Learning Transferrable Knowledge for Semantic Segmentation with Deep Convolutional Neural Network
This addresses the problem of reducing annotation costs for semantic segmentation in computer vision, though it is incremental as it builds on existing weakly-supervised methods.
The paper tackles weakly-supervised semantic segmentation by transferring segmentation knowledge from auxiliary categories with full annotations to images with only image-level labels, achieving substantially improved performance on the PASCAL VOC 2012 dataset using annotations from 60 exclusive categories in Microsoft COCO.

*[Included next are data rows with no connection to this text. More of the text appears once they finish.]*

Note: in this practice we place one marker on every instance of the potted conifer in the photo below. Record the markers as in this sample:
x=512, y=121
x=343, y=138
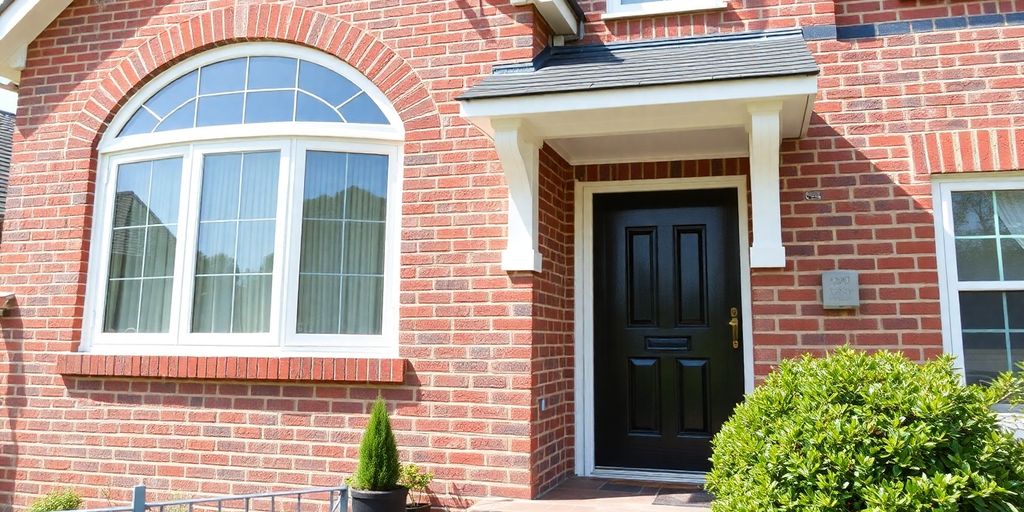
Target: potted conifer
x=417, y=480
x=375, y=483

We propose a novel weakly-supervised semantic segmentation algorithm based on Deep Convolutional Neural Network (DCNN). Contrary to existing weakly-supervised approaches, our algorithm exploits auxiliary segmentation annotations available for different categories to guide segmentations on images with only image-level class labels. To make the segmentation knowledge transferrable across categories, we design a decoupled encoder-decoder architecture with attention model. In this architecture, the model generates spatial highlights of each category presented in an image using an attention model, and subsequently generates foreground segmentation for each highlighted region using decoder. Combining attention model, we show that the decoder trained with segmentation annotations in different categories can boost the performance of weakly-supervised semantic segmentation. The proposed algorithm demonstrates substantially improved performance compared to the state-of-the-art weakly-supervised techniques in challenging PASCAL VOC 2012 dataset when our model is trained with the annotations in 60 exclusive categories in Microsoft COCO dataset.